25 Grad und Sonne satt im Freistaat und alles strömt wieder raus zum Grillen!
Aber: Grillen ist nicht gleich Grillen!
Bei kaum einer anderen Art des Kochens kommen die unterschiedlichen Persönlichkeiten so zur Geltung wie beim GRILLEN.
Denn da geht es oft nur in zweiter Linie um das Essen.
Es ist vielmehr ein gesellschaftliches Erlebnis und im Zentrum steht der Chef des Abends: Der Grillmeister!
Grillen ist fest in männlicher Hand. Bei mehr als zwei Drittel der Grillfeste steht ein Mann hinter’m Rost. Selbst dann, wenn er in der Küche gerade mal Nudeln mit Tomatensoße gebacken bekommt.
Trotzdem grillt jeder anders!


Der Redenschwinger
... weiß alles übers Grillen. Aber nur theoretisch. Er kann zwar gut von seinen opulenten Grillabenden erzählen und beschreiben, wie Schweinemedaillons mit Rosmarin lecker mariniert werden, so dass jedem das Wasser im Munde zusammenläuft, aber mehr bringt er auch nicht zustande. Die Kühlbox steht bereit, bleibt aber erst mal zu.
Das Bier fließt dagegen in Strömen und dann endlich – der Abend ist schon fast vorbei – wird der Grill angeschmissen.
Das Ergebnis seiner Kochkünste reicht zwar nicht annähernd an die versprochenen Genüsse heran, aber seine Gäste sind mittlerweile schon so hungrig und betrunken, dass es am Ende keiner merkt.
Der Fleisch-Tiger
... kennt den Spruch "weniger ist mehr" nicht. Berge von rohem Fleisch türmen sich vor’m Grill. Der Grilltiger hat nämlich Angst, jemand auf seiner Grillparty könnte ja nicht satt werden. Und da er die einzelnen kulinarischen Vorlieben der Gäste nicht immer genau kennt, gibt’s eben von allem etwas.
Den ganzen Nachmittag hat der Fleischtiger damit verbracht, das Fleisch vorzubereiten und zu marinieren. Für die Zubereitung der Salate ist da nicht mehr viel Zeit geblieben. Aber für Vegetarier hat er ohnehin nur ein verächtliches Lächeln übrig.
Die Grillkohle ist schon startklar für das Grillgut, wenn die ersten Besucher kommen, damit keine Zeit für das große Fressen verloren geht.
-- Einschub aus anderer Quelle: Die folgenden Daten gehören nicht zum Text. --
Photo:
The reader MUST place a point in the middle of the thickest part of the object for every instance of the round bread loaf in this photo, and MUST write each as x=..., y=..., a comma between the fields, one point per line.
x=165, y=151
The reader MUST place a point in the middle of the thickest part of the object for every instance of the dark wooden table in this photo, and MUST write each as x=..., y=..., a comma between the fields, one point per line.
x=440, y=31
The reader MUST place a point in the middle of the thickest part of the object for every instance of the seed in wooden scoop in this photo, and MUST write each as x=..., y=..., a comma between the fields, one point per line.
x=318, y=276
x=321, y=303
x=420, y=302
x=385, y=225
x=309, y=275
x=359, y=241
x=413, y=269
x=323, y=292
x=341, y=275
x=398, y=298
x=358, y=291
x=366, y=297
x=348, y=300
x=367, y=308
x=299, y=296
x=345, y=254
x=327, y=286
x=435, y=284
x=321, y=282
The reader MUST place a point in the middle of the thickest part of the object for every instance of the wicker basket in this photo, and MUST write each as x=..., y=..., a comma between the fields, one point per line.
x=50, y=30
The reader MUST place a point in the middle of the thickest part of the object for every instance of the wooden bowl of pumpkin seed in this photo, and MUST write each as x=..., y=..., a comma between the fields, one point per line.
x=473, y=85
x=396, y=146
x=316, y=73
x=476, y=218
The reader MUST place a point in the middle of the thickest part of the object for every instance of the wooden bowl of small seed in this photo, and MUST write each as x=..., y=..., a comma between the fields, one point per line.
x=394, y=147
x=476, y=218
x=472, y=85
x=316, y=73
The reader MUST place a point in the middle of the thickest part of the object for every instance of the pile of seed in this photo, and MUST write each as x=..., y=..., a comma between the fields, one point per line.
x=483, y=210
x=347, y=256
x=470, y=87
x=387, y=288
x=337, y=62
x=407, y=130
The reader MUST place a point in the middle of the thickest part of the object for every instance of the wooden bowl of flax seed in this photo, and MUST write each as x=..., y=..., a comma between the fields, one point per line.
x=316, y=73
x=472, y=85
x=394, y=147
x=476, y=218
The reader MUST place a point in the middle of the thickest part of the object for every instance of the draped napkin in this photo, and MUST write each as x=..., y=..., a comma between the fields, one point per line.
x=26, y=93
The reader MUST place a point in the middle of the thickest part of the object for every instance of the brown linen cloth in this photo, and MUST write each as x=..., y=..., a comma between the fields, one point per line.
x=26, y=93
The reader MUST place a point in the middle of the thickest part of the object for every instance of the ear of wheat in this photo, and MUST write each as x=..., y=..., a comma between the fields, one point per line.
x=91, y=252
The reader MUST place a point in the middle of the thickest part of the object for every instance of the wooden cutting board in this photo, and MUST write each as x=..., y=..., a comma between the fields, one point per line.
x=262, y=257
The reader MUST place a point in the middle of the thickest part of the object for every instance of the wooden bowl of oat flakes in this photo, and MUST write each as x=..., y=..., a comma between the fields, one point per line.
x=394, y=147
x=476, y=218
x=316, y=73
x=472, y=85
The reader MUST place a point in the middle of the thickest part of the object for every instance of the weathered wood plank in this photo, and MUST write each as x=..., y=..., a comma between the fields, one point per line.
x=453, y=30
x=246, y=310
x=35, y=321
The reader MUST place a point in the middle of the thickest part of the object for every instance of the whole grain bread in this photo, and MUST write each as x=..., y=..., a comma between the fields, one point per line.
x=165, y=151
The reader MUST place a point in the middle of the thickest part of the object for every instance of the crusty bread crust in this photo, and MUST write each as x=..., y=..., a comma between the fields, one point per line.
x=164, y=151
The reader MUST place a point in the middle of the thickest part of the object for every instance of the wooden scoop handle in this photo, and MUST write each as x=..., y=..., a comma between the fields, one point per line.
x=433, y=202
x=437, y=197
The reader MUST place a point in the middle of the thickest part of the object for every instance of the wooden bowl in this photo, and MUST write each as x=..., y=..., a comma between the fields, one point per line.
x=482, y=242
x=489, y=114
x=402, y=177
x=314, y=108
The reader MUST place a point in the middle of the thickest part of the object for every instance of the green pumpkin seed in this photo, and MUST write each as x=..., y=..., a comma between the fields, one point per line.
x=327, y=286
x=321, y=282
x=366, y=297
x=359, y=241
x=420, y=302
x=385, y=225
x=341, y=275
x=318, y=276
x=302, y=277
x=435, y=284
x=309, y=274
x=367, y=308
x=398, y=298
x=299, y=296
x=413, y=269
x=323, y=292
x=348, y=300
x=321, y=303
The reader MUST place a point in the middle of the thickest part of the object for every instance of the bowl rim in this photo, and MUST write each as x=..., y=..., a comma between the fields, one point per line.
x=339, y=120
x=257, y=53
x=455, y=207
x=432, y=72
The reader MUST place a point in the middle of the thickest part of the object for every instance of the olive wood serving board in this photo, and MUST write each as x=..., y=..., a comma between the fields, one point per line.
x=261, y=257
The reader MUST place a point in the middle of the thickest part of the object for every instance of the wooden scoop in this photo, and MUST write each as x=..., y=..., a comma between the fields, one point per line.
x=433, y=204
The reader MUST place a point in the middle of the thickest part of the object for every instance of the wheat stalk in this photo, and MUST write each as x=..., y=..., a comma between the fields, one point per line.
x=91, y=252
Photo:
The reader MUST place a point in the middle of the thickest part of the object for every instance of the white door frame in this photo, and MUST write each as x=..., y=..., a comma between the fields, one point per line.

Die Qualität des Fleisches ist gut, die Menge noch besser.
Der Elektrogrill-Fan
... kennt keine Lagerfeuerromantik. Eigentlich hält er vom Grillen sowieso nicht so viel, und er kann nicht verstehen, warum man im Garten mit Feuer rumfuhrwerken sollte, wenn in der Küche die neuesten Elektrogeräte zur Verfügung stehen. Aber er hat akzeptiert, dass die meisten Menschen eine für ihn unerklärliche Vorliebe fürs Grillen haben.
Als Kompromiss hat er sich deshalb einen Elektrogriller gekauft. Gegrillte Früchte gibt’s bei ihm genauso wie gegrillte Thunfischsteaks mit Koriander. Auf einen Vorteil ist der Elektrogriller besonders stolz: Am Abend stinkt nichts an ihm nach Rauch.
Der Einheizer
... ihm geht es stärker um das Spiel mit dem Feuer als um das Grillen. In Sachen Feuermachen macht ihm keiner so schnell was vor. Chemische Anzünder kommen natürlich nicht in Frage. Mit Späne und Zeitung zur Grillkohle geht’s ganz genauso.
Beim Grillen selbst zeigt der Einheizer allerdings weniger Begeisterung... Wahllos kommen irgendwelche Fleischstücke auf den Rost und dann widmet sich der Einheizer wieder SEINER Glut. Während seine Gäste gemütlich im Schatten sitzen, stochert er mit hochrotem Kopf in der Glut herum. Irgendwann ist das Fleisch verkohlt und er kratzt es von den Gitterstäben. „Essen ist fertig!“ ruft er seinen Gästen zu und fügt eilig hinzu: „Ich leg noch einmal Kohle nach!“ und dann beginnt alles von vorne
Der Grillprofi
... ist ungeschlagen in Sachen Grillen. Mit Blasebalg, Thermometer und fachkundigem Wissen sorgt der Grillprofi für kulinarische Gaumenfreuden, die jeden Fünf-Sterne-Koch neidisch machen.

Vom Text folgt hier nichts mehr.